The text opens with the narrator, a “lean, long, dusty and dreary, yet somewhat loveable” lawyer Gabriel Utterson, a key character with an opinion that we, as readers, follow, consider ourselves, and delve deeper into as the text develops, and whom the events of the story unfurl around. From his introduction, and on a Sunday walk with his reputable cousin Richard Enfield, we learn of a man who is “something troglodytic” and “hardly human”, with “Satan’s signature” written legibly across his face, who had “trampled calmly” over a young girl one dark night to leave her “screaming on the ground” – this is, of course, the terrible and seemingly untraceable Mr. Edward Hyde. Utterson, helped by various clues that any reader will enjoy working out alongside the lawyer, begins his hunt for the man who seems to be linked dangerously with a close friend of his, the highly-respected Dr. Henry Jekyll.

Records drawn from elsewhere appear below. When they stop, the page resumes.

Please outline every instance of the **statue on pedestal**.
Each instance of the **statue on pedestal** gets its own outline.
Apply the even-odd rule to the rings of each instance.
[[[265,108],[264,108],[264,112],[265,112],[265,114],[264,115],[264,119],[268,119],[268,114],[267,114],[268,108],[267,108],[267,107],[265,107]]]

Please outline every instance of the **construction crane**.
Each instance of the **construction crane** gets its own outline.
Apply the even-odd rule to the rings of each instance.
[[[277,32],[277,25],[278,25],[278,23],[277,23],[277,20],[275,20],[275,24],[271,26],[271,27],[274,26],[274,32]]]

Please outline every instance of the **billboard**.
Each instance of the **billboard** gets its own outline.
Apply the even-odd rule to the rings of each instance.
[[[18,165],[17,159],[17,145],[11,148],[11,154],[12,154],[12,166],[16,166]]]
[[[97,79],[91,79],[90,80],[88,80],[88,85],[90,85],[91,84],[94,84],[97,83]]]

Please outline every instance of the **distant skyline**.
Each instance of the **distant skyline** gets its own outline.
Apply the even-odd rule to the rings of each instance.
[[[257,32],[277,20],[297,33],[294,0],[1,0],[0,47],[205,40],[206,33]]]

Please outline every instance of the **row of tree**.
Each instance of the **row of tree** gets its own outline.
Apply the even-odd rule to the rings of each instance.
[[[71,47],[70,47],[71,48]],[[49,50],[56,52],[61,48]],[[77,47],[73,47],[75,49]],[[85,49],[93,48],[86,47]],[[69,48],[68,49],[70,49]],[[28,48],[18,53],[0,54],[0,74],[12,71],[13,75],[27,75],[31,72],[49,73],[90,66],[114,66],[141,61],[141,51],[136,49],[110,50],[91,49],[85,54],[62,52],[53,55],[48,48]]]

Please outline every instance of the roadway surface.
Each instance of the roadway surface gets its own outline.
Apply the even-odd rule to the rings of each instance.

Cleverly structured in style of a legal document, or a police report which reflects the nature of the story and the terrible wrongdoings that are committed throughout, Stevenson’s work expertly dabbles in elements of the crime and horror genres, and uses documents, dates, and letters, all of which are used to provide Utterson a means to discover the true connection between Jekyll and Hyde. The moment at which these are the revealed in the tense final chapters of the book (which are displayed by the means of letters), is sure to shock and enthral any reader of this gripping and twisting, yet absolutely sensational book which is well worth a read.